The School Committee has been updated about the district’s 20-year service contract with Johnson Controls, an energy company expected to generate Chelmsford $483,317 in total cost savings.
Introducing the presentation Tuesday night was Department of Public Works Director Gary Persichetti, who informed committee members that Johnson Controls was able to address all capital items, as set forth by the Energy Conservation Commission.
“We’ve been working on the project for three months and our engineering is complete. And I’m here this evening to share the results of the engineering study,” said Johnson Controls General Manager Jim Cotton.
The district selected Johnson Controls in September. Cotton took members through a presentation on the $13,895,404 project’s timeline, the school building energy baseline, energy conservation measures, and projected cost and energy savings.

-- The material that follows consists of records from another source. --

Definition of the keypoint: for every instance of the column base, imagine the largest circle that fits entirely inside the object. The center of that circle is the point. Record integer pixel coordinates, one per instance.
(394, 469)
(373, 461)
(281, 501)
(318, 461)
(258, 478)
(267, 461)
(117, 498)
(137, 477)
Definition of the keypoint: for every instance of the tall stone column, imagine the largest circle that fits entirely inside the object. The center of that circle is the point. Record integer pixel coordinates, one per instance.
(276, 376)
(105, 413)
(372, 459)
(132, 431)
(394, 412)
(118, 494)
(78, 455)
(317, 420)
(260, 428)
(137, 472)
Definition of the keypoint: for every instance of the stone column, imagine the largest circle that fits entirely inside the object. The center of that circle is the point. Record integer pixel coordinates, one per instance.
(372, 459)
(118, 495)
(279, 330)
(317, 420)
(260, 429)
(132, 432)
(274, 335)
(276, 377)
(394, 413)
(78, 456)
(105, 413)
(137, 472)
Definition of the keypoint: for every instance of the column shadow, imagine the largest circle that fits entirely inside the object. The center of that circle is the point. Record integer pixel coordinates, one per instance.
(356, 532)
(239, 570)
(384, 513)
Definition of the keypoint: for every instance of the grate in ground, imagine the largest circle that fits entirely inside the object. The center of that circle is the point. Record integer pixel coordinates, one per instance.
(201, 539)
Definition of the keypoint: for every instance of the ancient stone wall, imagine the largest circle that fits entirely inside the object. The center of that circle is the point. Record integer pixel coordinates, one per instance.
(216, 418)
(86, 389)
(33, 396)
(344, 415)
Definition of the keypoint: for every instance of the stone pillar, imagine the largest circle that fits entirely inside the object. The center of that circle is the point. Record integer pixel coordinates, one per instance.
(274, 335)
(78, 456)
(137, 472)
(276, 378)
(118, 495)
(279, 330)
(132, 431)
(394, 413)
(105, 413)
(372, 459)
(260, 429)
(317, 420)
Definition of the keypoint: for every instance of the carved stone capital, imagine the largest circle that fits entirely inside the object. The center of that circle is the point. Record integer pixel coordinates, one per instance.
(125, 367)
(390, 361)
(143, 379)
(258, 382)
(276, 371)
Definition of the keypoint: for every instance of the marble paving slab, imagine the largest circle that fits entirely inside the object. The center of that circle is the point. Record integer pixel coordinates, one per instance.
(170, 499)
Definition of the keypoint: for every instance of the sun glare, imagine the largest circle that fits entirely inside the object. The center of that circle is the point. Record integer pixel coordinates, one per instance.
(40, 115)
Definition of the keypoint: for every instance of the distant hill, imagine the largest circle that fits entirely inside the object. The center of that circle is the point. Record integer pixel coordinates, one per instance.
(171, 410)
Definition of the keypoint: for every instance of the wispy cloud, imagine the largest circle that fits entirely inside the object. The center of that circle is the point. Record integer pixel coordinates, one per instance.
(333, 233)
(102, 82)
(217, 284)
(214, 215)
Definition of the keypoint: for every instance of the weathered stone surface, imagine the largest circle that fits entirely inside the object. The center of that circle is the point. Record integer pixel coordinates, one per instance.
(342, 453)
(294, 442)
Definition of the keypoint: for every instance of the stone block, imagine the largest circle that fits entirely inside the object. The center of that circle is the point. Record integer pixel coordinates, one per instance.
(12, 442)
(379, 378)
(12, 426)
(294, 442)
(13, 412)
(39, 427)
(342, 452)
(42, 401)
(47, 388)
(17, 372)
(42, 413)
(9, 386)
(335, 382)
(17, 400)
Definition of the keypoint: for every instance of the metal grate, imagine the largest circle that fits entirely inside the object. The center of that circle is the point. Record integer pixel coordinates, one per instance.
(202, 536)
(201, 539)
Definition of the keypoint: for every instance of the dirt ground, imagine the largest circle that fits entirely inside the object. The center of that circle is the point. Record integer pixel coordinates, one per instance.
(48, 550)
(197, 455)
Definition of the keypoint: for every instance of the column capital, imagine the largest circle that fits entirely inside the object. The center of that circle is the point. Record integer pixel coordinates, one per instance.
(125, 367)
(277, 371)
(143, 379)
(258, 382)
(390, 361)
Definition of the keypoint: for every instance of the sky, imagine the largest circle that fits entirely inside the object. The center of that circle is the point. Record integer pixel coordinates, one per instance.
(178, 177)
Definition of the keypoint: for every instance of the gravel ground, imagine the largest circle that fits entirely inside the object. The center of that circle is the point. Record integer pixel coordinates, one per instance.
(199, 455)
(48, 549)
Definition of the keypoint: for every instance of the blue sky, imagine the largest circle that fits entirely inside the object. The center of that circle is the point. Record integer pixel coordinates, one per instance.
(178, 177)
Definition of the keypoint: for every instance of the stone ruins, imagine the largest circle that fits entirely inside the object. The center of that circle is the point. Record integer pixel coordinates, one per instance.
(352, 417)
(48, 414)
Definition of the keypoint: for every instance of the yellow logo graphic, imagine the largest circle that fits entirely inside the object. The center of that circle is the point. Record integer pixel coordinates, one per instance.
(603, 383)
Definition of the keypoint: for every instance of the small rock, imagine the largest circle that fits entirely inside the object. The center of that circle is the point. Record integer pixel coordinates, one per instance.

Performance contracts, passed in Massachusetts General Law in 2006, involves energy efficiency projects through building improvements done by reinvesting the energy cost savings produced, with guaranteed savings.
Upgrades to the district’s nine facilities, totaling 805,475 square-feet, will fall under its existing $1.27 million annual utility budget. There will be a 38 percent reduction with new equipment and solar panel added renewable generation. According to Cotton, about 40 communities in the state have entered into similar contracts.
“We target things like boilers, air conditioning units, lighting for retrofit using T5 lamps, which will reduce your overall energy spend in any given year… If we are contractually obligated to save $480,000 in this instance and we don’t, we write you a check for the difference,” noted Cotton, who said annual major savings are based on federal guidelines.
According to Cotton, the district’s $1.27 million invested is predicted to grow about 5 percent each year, between natural gas and electricity. The total baseline energy use for utility spent includes electricity, at $801,697 and $465,070 in gas spends.
“My engineers went through each of your facilities, looked at all the plans and developed retrofit projects for each of the facilities,” said Cotton, while displaying a list of energy conservation measures, amounting to 81 individual projects, involving facility lighting and weatherization.
Capital improvements, along with facility and comfort upgrades, were addressed. In addition to energy management systems in all nine buildings, the contract also involves replacing 207 unit ventilators, a chiller replacement at Center Elementary and a steam to hot water conversion at Parker Middle School.
“They are learning environment issues,” said Cotton, before covering renewable energy though solar panels to be situated on racks on the roofs at eight of the facilities.